The now well established principles of genetic engineering are described in relation to the solution of problems associated with β-glucans in beer. The application of these techniques has enabled the isolation of a Bacillus subtilis endo-1, 3–1, 4-β-D-glucanase gene which expresses a biologically active enzyme in yeast.^15,16 Although this enzyme is capable of hydrolysing beer β-glucans during fermentation, thereby enhancing beer filtration, insufficient β-glucanase is produced in yeast to enable successful commercial implementation. The requirements for the efficient production of β-glucanase in genetically manipulated brewing yeast are described.     

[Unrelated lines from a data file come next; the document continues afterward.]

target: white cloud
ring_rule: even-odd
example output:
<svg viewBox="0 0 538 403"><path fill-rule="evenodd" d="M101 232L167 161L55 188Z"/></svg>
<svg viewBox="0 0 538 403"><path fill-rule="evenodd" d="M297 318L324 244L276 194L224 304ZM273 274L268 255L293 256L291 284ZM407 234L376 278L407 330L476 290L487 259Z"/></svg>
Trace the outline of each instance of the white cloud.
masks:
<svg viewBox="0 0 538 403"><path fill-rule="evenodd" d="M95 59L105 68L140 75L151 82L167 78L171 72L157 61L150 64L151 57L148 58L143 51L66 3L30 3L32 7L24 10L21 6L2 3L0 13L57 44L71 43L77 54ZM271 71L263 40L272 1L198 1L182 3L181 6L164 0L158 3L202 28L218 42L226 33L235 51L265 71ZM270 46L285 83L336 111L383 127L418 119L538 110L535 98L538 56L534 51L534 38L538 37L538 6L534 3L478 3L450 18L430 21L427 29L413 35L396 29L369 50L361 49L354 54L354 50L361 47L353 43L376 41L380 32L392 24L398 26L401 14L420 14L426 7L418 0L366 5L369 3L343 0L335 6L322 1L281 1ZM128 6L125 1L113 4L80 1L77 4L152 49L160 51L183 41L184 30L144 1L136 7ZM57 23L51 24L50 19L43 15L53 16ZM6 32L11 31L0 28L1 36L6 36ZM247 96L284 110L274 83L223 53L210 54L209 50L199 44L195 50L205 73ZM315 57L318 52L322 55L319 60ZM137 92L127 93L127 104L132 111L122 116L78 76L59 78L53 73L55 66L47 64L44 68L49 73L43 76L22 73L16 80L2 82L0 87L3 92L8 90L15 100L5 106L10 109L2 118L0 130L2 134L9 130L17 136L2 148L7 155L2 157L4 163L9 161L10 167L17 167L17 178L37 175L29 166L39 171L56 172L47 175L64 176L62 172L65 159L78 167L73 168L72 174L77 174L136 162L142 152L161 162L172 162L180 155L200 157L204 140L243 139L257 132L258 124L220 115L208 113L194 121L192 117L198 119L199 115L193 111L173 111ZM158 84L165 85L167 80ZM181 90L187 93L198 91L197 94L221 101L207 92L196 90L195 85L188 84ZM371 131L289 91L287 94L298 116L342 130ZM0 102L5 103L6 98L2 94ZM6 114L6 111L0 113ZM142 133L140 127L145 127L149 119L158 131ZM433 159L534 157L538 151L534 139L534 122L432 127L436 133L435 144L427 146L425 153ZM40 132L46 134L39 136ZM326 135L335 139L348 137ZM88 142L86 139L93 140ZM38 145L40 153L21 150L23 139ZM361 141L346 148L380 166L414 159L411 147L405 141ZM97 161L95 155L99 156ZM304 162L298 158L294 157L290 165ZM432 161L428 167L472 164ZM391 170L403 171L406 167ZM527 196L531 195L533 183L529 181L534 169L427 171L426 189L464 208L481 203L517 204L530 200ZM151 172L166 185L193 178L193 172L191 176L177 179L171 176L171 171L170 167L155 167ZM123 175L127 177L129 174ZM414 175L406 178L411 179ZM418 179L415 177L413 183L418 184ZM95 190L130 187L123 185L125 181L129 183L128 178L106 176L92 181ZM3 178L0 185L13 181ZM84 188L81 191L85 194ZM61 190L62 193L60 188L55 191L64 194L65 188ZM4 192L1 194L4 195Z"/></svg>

β-GLUCAN AND β-GLUCAN SOLUBILASE IN MALTING AND MASHING

During malting the water-insoluble β-glucan of barley is diminished whilst water-soluble gum is little decreased. The amount of β-glucan surviving into malt depends on variety but barleys rich in glucan give malts with high β-glucan levels. The β-glucan content of barley depends on variety and growth site. β-Glucan solubilase survives mashing and catalyses the release of hemicellulose into solution. There is no correlation between the β-glucan content of malt and the amount released into wort. However, barley adjuncts containing high levels of β-glucan give worts rich in β-glucan. β-Glucan dissolution in mashing is dependent on time, temperature, grist particle size and liquor: grist ratio. Use of adjuncts derived from barley contribute relatively more β-glucan in wort, coinciding with reduced rates of wort separation, but these can be increased by using a β-glucanase produced by growing the fungus Trichoderma viride on spent grains.     

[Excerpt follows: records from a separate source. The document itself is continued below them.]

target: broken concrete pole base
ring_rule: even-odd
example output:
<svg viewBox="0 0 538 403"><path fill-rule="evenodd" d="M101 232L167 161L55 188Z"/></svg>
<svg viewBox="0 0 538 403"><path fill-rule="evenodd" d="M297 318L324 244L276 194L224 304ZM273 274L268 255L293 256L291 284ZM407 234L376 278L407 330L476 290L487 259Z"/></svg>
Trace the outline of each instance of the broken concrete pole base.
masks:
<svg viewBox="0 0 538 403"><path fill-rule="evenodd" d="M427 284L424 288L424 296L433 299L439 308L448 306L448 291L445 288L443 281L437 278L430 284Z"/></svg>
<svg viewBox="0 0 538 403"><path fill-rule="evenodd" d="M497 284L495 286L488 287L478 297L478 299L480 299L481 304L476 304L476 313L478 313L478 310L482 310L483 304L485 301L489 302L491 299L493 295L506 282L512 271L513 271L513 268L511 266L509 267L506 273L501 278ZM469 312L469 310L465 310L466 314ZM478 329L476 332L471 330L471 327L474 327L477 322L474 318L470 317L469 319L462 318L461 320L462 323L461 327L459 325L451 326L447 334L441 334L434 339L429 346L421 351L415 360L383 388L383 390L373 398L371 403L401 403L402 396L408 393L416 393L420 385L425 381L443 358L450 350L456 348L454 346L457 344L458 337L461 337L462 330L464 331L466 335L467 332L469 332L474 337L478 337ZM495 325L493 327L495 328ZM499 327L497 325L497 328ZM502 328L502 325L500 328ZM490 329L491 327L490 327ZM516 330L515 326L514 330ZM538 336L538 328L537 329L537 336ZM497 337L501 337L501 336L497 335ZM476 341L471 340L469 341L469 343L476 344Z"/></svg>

PENICILLIUM FUNICULOSUM AS A SOURCE OF β-GLUCANASE FOR THE ESTIMATION OF BARLEY β-GLUCAN

The β-glucanase in commercial |cellulases prepared from Penicillium funiculosum is more stable to heating than is the equivalent enzyme system from Trichoderma reesei. Consequently the heat-labile amyloglucosidase can be destroyed more reliably in Penicillium cellulase, and it follows that this enzyme is to be preferred for use in the enzymic method for measuring β-glucan.